Bild: Blick zum Ötscher vom Mostviertel Ertl
Was für Menschen schön ist, muss für die Natur nicht gut sein“. Heribert
Pfeffer hält ein Plädoyer gegen die Verwaldung: „Wo zu viel Wald ist,
verlieren wir die Sichtachsen. Es kühlt ab und die Landschaft vedunkelt.
Das Gemüt des Menschen verdunkelt auch“. Pfeffer ist kein Feind der Bäume.

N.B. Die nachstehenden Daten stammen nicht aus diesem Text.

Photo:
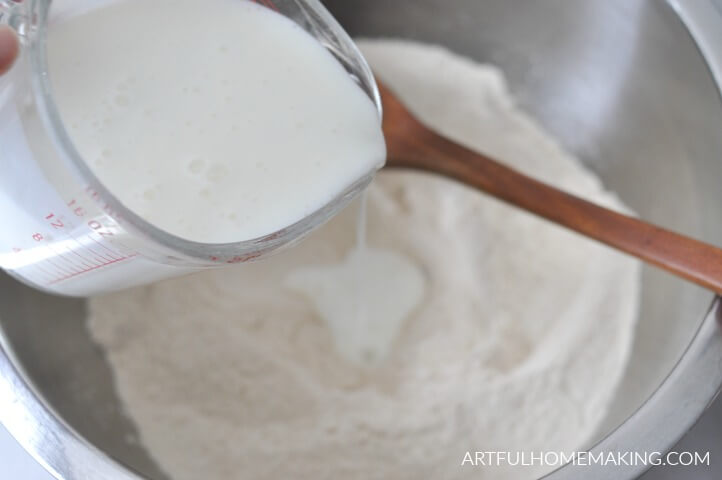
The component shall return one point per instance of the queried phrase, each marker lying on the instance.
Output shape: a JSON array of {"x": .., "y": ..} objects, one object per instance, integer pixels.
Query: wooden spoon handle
[{"x": 696, "y": 261}]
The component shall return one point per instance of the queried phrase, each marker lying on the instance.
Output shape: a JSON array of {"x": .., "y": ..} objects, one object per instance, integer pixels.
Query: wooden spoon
[{"x": 413, "y": 145}]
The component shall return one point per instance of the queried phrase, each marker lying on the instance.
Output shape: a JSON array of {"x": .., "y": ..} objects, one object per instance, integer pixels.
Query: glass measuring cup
[{"x": 64, "y": 231}]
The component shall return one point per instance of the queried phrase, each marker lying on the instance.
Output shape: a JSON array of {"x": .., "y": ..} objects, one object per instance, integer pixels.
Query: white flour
[{"x": 519, "y": 344}]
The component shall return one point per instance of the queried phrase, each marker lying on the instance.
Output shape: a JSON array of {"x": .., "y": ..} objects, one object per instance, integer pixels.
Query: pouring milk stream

Der pensionierte Forstwirtschaftsmeister und Berufsjäger ist jetzt
Landschaftsvermittler.
Er zeigt, dass die Landschaft, wir wie sie kennen, erst durch den Eingriff
des Menschen entstanden ist. Almwirtschaft und Ackerbau haben aus der
Wildnis eine Kulturlandschaft gemacht. Wenn die Bauern aufgeben, holt sich
die Wildnis das Land schnell wieder zurück.
Der Ötscher ist – von Osten gesehen – der erste mächtige Berg der Alpen.
Die Regenwolken entladen sich hier, weil der mehr als 1.800 Meter hohe
Gipfel im Weg steht. So entstand eine einmalige Schluchtenlandschaft mit
Kaltluftseen und hochalpiner Flora auf nur 500 Metern Seehöhe. Die
Legeföhren oder Latschen, die man sonst nur jenseits der Baumgrenze findet,
gedeihen hier in den Schluchten. Diese hochalpine Vegetation trifft hier
auf die pannonische Flora, die die Ebenen von der Ukraine bis zum
Burgenland prägt.
Wer den Ötscher besteigen will, der muss erst einmal hinunter. Der markante
Gipfel am Rande der östlichen Kalkalpen ist von einer Vertiefung umgeben,
die ihn noch imposanter erscheinen lässt: Die Ötschergräben. Die Schluchten
und Klammen sind teils spektakulär, die Wasserfälle wildromantisch.
Ausreichend markierte Wege und gesicherte Steige erlauben es auch
unerfahrenen Wanderern, das Gelände allein zu erkunden. Aber wer sich von
einem Landschaftsvermittler wie Heribert Pfeffer über die schmalen Pfade
und Stege führen lässt, hat mehr davon. Er kennt jeden Baum, jeden Strauch,
jeden Bach. Und er hat die Geschichte dieser Gegend teilweise selbst
erlebt.
## Die letzten Urwälder Mitteleuropas
Die letzten Urwälder MitteleuropasAusgangspunkt für die Wanderungen ist das
anlässlich der niederösterreichischen Landesausstellung 2015 eröffnete
Besucherzentrum „Basislager Ostalpen“ in Wienerbruck. Wer mit der
Mariazeller Bahn anreist, spart sich die Parkplatzgebühren und kommt schon
in entspannter Stimmung an, sagt Kurt Farasin, der die Landesausstellung
gestaltet hat. Die 1907 eröffnete Schmalspurbahn war eine der ersten
elektrifizierten Gebirgsbahnen ihrer Zeit. Sie beförderte Pilger zur
Basilika von Mariazell und brachte damit die Ortschaften entlang der
Pilgerstrecke um ihre Existenzgrundlage. Erst in den 1970er und 80er Jahren
verlor sie ihre Bedeutung.
Das Land Niederösterreich investierte über 100 Millionen Euro in die
Modernisierung der Bahnhöfe, neue Waggons und Loks. Mit der
Zentralwerkstätte und einer Remise wurden neue Arbeitsplätze geschaffen.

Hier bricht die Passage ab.